Calculating the Mean for the grades of individuals

\[E(X)=\mu_{x}=\sum_{i=1}^{i=4} P(X=x_{i}) \times x_{i}\]

Note that here 4 represents the number of values that the grouped value x has.

Calculating the Mean for the grades of individuals

when \(i = 1\) the first operation is \(P(X=4)\times 4\) in the formulation. We then repeat this for i=2, i=3 and i=4. We proceed to sum all the values.
P(X=4) = 0.2, P(X=3)=0.4 and so forth.

\[\begin{aligned} \text{When } i=1==> P(X=x_{1}) \times x_{1}\\ \text{When } i=2==> P(X=x_{2}) \times x_{2}\\ \text{When } i=3==> P(X=x_{3}) \times x_{3}\\ \text{When } i=4==> P(X=x_{4}) \times x_{4} \\ \end{aligned}\]

Calculating the Mean for the grades of individuals

\[\begin{aligned} \text{When } i=1==> 0.2 \times 4 =0.8\\ \text{When } i=2==> 0.4 \times 3 = 1.2\\ \text{When } i=3==> 0.2 \times 2 = 0.4\\ \text{When } i=4==> 0.2 \times 1 = 0.2 \\ \end{aligned}\]

Of course we need to sum them together as implied by the \(\sum_{i=1}^{i=4}\) operator 0.8+1.2+0.4+0.2=2.6

Calculating the Variance for the grades of individuals

\[Var(X)=\sigma^{2}_{x}=\sum_{i=1}^{i=N} P(X=x_{i}) \times (x_{i}-\mu_{X})^{2}\]
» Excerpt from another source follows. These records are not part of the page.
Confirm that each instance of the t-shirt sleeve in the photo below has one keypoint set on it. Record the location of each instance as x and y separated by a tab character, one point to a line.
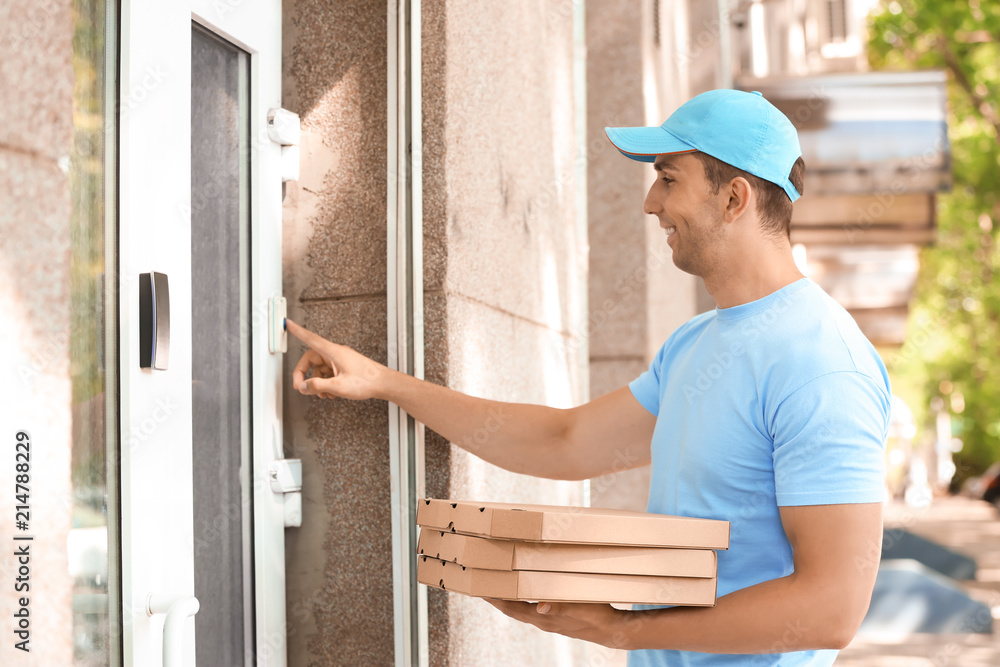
646	387
829	441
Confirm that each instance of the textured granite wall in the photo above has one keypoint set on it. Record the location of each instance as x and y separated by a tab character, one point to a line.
36	85
501	266
339	595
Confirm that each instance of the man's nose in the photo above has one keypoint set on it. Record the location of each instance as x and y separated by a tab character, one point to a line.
651	206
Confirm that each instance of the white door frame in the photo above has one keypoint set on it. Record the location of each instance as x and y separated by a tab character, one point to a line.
154	235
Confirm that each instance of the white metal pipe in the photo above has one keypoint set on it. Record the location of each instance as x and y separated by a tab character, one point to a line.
178	608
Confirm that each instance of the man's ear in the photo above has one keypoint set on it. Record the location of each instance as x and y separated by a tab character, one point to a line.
740	194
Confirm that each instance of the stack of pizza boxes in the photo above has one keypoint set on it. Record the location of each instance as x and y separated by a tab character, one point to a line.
567	554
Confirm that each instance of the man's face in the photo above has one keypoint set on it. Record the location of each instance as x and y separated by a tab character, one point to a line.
683	201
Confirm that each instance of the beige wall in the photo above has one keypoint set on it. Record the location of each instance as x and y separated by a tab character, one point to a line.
36	84
502	255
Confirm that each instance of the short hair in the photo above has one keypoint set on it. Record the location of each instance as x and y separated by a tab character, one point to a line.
773	204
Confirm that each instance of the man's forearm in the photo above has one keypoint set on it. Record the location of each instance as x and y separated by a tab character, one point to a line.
523	438
776	616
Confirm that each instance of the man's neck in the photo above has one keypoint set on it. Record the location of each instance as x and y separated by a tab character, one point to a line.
753	277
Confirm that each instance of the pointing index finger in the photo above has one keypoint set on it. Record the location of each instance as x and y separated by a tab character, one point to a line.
308	337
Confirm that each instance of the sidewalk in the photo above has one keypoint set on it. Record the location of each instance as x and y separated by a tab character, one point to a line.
970	527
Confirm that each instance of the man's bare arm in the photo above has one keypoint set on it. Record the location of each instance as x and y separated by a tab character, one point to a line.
611	433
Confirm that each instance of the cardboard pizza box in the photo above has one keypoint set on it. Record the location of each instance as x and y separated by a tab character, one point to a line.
582	525
491	554
531	586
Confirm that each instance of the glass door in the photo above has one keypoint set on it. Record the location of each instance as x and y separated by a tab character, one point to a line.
200	258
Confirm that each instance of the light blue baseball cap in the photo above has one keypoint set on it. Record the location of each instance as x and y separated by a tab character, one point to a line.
741	129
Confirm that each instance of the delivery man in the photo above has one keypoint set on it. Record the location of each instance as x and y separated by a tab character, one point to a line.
770	411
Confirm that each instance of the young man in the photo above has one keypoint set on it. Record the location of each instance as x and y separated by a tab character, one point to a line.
770	411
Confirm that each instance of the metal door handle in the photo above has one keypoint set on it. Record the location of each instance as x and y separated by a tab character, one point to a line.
177	608
154	321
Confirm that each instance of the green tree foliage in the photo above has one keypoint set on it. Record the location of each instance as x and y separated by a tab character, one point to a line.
954	336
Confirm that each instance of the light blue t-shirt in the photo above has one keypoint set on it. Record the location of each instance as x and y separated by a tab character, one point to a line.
780	401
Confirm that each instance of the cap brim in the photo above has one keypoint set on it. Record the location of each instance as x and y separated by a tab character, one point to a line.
645	143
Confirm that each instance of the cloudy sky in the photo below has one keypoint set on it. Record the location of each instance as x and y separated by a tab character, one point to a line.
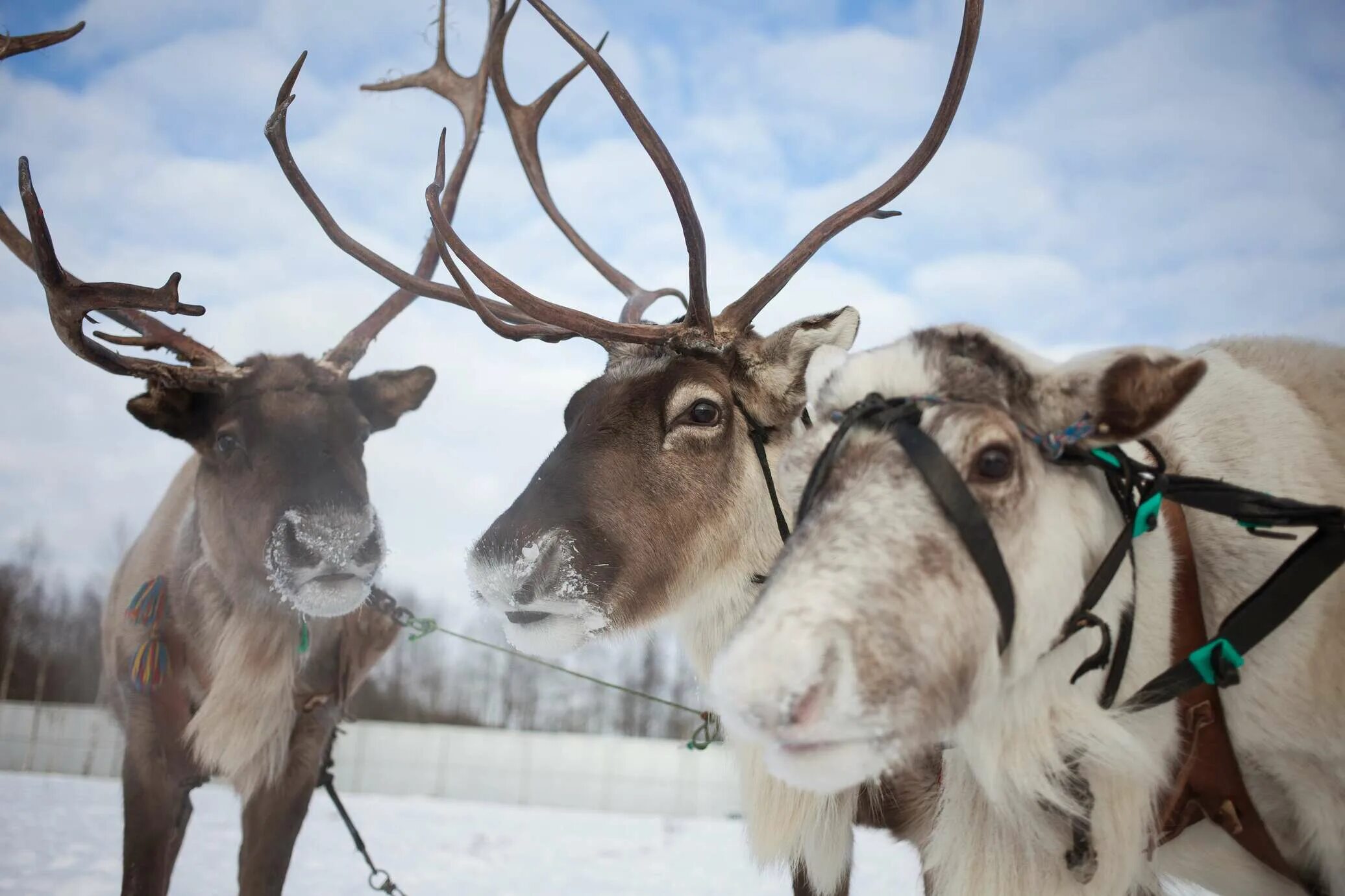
1119	173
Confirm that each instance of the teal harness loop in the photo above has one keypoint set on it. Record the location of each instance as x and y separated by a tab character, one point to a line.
1140	490
1216	653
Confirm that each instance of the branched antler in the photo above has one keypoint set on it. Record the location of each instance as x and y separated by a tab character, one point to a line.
741	312
467	93
69	300
524	124
413	284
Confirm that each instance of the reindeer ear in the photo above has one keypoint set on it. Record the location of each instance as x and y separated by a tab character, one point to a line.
776	367
179	413
384	396
1126	393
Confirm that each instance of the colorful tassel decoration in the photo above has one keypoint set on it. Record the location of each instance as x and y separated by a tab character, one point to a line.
150	665
145	607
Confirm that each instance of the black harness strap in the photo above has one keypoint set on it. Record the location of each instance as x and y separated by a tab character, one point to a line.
1138	490
902	418
1263	612
760	437
962	509
378	879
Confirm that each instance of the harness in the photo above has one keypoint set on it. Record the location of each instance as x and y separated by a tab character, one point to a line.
1140	490
760	439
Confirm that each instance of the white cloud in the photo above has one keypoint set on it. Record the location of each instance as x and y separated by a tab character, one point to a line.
1129	175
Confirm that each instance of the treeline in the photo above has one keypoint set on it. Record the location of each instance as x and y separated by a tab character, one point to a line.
50	652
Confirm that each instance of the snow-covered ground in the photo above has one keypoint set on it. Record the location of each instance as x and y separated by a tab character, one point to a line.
62	836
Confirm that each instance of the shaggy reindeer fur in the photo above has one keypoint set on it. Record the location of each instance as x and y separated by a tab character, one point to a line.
876	637
268	520
637	518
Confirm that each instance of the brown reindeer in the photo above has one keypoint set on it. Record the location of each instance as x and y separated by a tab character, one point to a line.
257	561
671	439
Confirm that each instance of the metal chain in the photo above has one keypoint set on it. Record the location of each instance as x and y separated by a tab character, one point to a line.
378	879
704	735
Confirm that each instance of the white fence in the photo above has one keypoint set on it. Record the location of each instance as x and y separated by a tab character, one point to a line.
483	765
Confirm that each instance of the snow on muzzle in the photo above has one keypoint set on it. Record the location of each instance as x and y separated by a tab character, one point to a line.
323	561
548	603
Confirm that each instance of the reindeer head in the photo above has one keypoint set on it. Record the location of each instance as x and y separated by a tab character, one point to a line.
656	488
656	485
879	631
282	498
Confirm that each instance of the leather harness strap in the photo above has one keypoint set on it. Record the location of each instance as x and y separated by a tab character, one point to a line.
1208	784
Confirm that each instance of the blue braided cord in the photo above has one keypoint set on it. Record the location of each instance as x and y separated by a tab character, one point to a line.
1055	442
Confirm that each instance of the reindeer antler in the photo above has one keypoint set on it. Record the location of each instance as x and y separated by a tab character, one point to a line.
467	93
417	284
698	331
69	298
12	46
524	124
743	311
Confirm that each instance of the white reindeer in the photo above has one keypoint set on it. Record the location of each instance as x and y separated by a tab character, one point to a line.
876	636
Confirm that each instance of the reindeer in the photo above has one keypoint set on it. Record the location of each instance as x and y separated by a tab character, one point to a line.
889	624
245	636
674	437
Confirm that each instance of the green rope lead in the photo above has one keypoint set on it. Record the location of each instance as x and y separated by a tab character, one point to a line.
701	738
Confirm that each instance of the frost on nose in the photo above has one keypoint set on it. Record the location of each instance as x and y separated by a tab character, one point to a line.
323	561
541	571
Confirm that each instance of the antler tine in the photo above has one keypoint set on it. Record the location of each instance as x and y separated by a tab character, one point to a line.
524	124
162	336
698	306
413	284
743	311
11	46
538	311
440	221
69	300
469	97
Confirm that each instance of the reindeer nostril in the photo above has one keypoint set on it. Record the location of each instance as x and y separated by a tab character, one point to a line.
806	708
371	551
299	554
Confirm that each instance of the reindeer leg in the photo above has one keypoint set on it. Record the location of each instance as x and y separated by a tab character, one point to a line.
156	778
804	887
275	814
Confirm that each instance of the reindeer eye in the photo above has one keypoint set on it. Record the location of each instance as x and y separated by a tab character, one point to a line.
994	464
704	413
227	444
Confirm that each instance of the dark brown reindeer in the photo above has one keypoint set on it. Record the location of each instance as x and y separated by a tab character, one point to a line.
256	562
663	441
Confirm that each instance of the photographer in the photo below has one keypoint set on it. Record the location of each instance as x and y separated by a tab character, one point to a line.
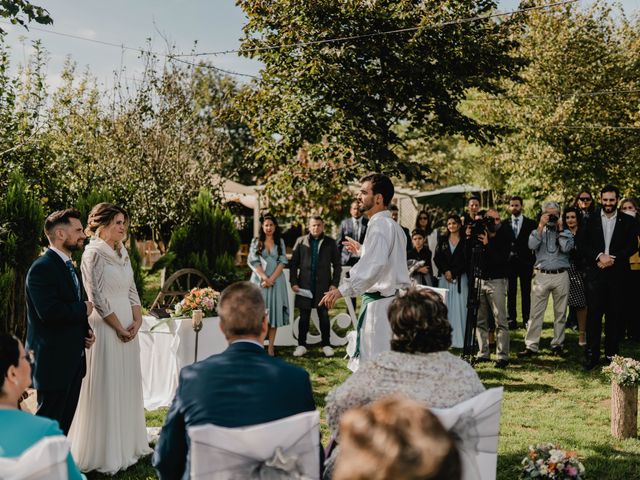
495	243
552	245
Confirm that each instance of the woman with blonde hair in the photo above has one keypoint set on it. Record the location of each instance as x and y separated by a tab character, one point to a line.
108	432
395	438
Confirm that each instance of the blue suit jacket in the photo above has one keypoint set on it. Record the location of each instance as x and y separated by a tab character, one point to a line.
239	387
56	323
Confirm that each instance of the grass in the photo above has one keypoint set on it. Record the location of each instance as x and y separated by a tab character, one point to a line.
546	399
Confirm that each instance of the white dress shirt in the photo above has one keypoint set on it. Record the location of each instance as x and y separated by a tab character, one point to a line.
608	225
383	260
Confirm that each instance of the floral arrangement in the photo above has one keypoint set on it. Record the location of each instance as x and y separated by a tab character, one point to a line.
205	299
623	371
549	461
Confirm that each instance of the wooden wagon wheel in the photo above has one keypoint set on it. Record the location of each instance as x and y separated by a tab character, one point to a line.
178	284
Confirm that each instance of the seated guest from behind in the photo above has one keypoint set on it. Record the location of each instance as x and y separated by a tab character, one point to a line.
239	387
395	438
419	259
21	430
418	365
552	244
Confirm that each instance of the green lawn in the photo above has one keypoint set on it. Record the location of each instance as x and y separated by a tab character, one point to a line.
547	399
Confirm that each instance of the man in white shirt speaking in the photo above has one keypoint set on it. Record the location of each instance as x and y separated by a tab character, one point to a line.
381	271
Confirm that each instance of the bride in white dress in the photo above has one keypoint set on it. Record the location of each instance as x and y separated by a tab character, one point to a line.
108	432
\[\begin{aligned} \text{When } i=1==> P(X=x_{1}) \times (x_{1} - \mu_{X})^{2}\\ \text{When } i=2==> P(X=x_{2}) \times (x_{2}- \mu_{X})^{2}\\ \text{When } i=3==> P(X=x_{3}) \times (x_{3}- \mu_{X})^{2}\\ \text{When } i=4==> P(X=x_{4}) \times (x_{4}- \mu_{X})^{2} \\ \end{aligned}\]

Do not forget to SUM

Calculating the Variance for the grades of individuals

\[Var(X)=\sigma^{2}_{x}=\sum_{i=1}^{i=N} P(X=x_{i}) \times (x_{i}-\mu_{X})^{2}\]

\[\begin{aligned} \text{When } i=1==> 0.2 \times (4 - 2.6)^{2}=0.2 \times 2.56\\ \text{When } i=2==> 0.4 \times (3- 2.6)^{2}=0.4 \times 0.16 \\ \text{When } i=3==> 0.2 \times (2- 2.6)^{2}=0.2 \times 0.36\\ \text{When } i=4==> 0.2 \times (1- 2.6)^{2}=0.2 \times 2.56 \\ \end{aligned}\]

Do not forget to SUM

Calculating the Variance for the grades of individuals

\(0.2 \times 2.56+ 0.4 \times 0.16+0.2 \times 0.36+0.2 \times 2.56 =1.16\)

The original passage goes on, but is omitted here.